February 4, 2004, 01:57	Clarification Re: Minimization	#3
Ananda Himansu Guest Posts: n/a	Perhaps I failed to mention the simple mathematical concept behind the bookkeeping that I suggested in the previous post. Let the cost function that you are trying to minimize be denoted by g(r). Pick an arbitrary point r0=(x0,y0,z0) in your search domain. Then we can alternatively represent g as g(r) = g(r0) + Definite Path Integral of grad(g) from r0 to r Your cost evaluation function does not return g but rather grad(g). So g(r0) is unknown. Define a gauge cost function f by f(r) = Definite Path Integral of grad(g) from r0 to r From this definition, note that if g is single-valued, then f is independent of the path of integration (in theory). Also that f(r0) = 0. And that grad(f) = grad(g), and hessian(f) = hessian(g). The definition of f is theoretically equivalent to saying f(r) = g(r) - g(r0), but algorithmically the path integral definition of f must be used, since the value of g(r) is unknown. A key fact that follows from the definition of f is that if the minimum (gmin) of g occurs at rmin=(xmin,ymin,zmin), gmin = g(rmin), then the minimum (fmin) of f also occurs at rmin, i.e., fmin = f(rmin). Also, fmin = gmin - g(r0). Apply a classical gradient-based minimization algorithm to f, taking into account that because of the integral definition, the value of f must be extrapolated from nearby point/s using the value of grad(g). The end-result of your minimization effort will be obtaining the values of rmin and fmin ( = f(rmin)-f(r0) = g(rmin)-g(r0)). Ananda Himansu

February 4, 2004, 05:50	Re: Clarification	#4
doche Guest Posts: n/a	Thank you very much for your response The gauge function should be very usefull

February 4, 2004, 11:23	Re: Clarification	#5
Ananda Himansu Guest Posts: n/a	You are quite welcome. To clarify further, the path integral definition of g is obtained as the antiderivative of the differential relation dg = grad(g) * dr where the * represents a vector dot product, which may not have been clear from the way I wrote it previously. With a classical gradient-based optimization algorithm, the construction of the gauge function f is only required in order to know how low your minimum is relative to your starting point, i.e., to know gmin-g(r0). If you did not care to know this, with pure gradient-based algorithms, you could eliminate all references to f itself, and merely find the point rmin as the endpoint of your descent path, without constructing f. If your search space is small enough to do a systematic exhaustive search on a mesh with a spacing small enough to satisfy your accuracy requirement, then you will need to construct the gauge cost f, in order to efficiently compare the values and find the minimum achieved on the selected mesh. In this case, grad(g) is used only to construct f, instead of being used to select a descent direction.

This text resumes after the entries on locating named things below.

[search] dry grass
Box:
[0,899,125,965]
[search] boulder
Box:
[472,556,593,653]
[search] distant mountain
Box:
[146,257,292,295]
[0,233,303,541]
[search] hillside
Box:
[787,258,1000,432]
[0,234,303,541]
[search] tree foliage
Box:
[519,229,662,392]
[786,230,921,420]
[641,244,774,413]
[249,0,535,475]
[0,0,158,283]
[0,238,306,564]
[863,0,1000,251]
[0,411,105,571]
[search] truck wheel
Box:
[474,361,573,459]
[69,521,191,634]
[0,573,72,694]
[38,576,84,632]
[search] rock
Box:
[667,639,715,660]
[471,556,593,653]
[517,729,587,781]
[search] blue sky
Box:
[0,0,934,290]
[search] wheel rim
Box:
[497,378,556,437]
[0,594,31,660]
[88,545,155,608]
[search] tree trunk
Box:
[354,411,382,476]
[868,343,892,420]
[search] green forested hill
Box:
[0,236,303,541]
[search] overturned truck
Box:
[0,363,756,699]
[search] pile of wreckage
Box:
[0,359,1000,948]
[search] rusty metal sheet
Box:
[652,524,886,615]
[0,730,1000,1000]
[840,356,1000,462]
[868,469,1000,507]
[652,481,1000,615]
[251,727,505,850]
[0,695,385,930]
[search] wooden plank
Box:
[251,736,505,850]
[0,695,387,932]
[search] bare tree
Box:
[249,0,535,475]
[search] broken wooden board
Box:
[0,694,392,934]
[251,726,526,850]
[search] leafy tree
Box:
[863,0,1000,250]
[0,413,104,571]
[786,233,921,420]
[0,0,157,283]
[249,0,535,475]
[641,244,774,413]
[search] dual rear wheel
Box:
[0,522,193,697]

February 5, 2004, 01:28	Re: Minimization	#6
Ananda Himansu Guest Posts: n/a	This may be more information than you are looking for, but ... my friend and officemate Farhad reminded me of a different approach to your minimization problem. This approach is not as general as the one I previously described, but worth mentioning since it will involve less programming on your part, and may also require less computation, because no numerical path integral is needed. If you can be certain that your cost function g(r) is differentiable, and that it does not achieve its minimum on the boundary of your search domain, but rather at a point in the interior, then sufficient conditions that an interior point rmin be the location of a minimum (local or global) is that grad(g) = 0, and that hessian(g) be positive definite, at rmin. You can define a new objective function h(r) = grad(g)grad(g) where the represents a vector dot product. You can use a canned standard minimization algorithm without needing to modify it, to locate a minimum at rmin of the function h(r), then numerically check two things. First, that h(rmin) = 0 to within the error of your minimization algorithm (this verifies that grad(g)=0). Secondly, that hessian(g) is positive definite (check some books for suitable tests. For small matrices, a suitable test is that all principal minors are positive). This will eliminate the cases where rmin is a maximum or saddle point. If you have not located a true minimum of g or if the minimum is only local and not global, you can restart your search at a different initial point to try to find a different minimum of h. Note that it is not advisable to try to find rmin using multidimensional rootfinding algorithms, because the function h(r) does not cross the hyperplane h = 0 at rmin. In fact, it never crosses that hyperplane anywhere. Of course, this approach is not as robust as the previous one. Another restriction on the approach is that unless you can be sure that h(r) is differentiable (hessian(g) must be well-defined everywhere), you must choose a minimization algorithm that relies only on values of h, and not on grad(h). Thus, you are restricted to the Nelder-Mead downhill simplex algorithm and to Powell's direction set methods. After you have found the proper rmin, you can use the path integration of grad(g) described in the previous approach to estimate how low your minimum is relative to its value at some other point in the domain, i.e., g(rmin)-g(r0), if you desire to know this.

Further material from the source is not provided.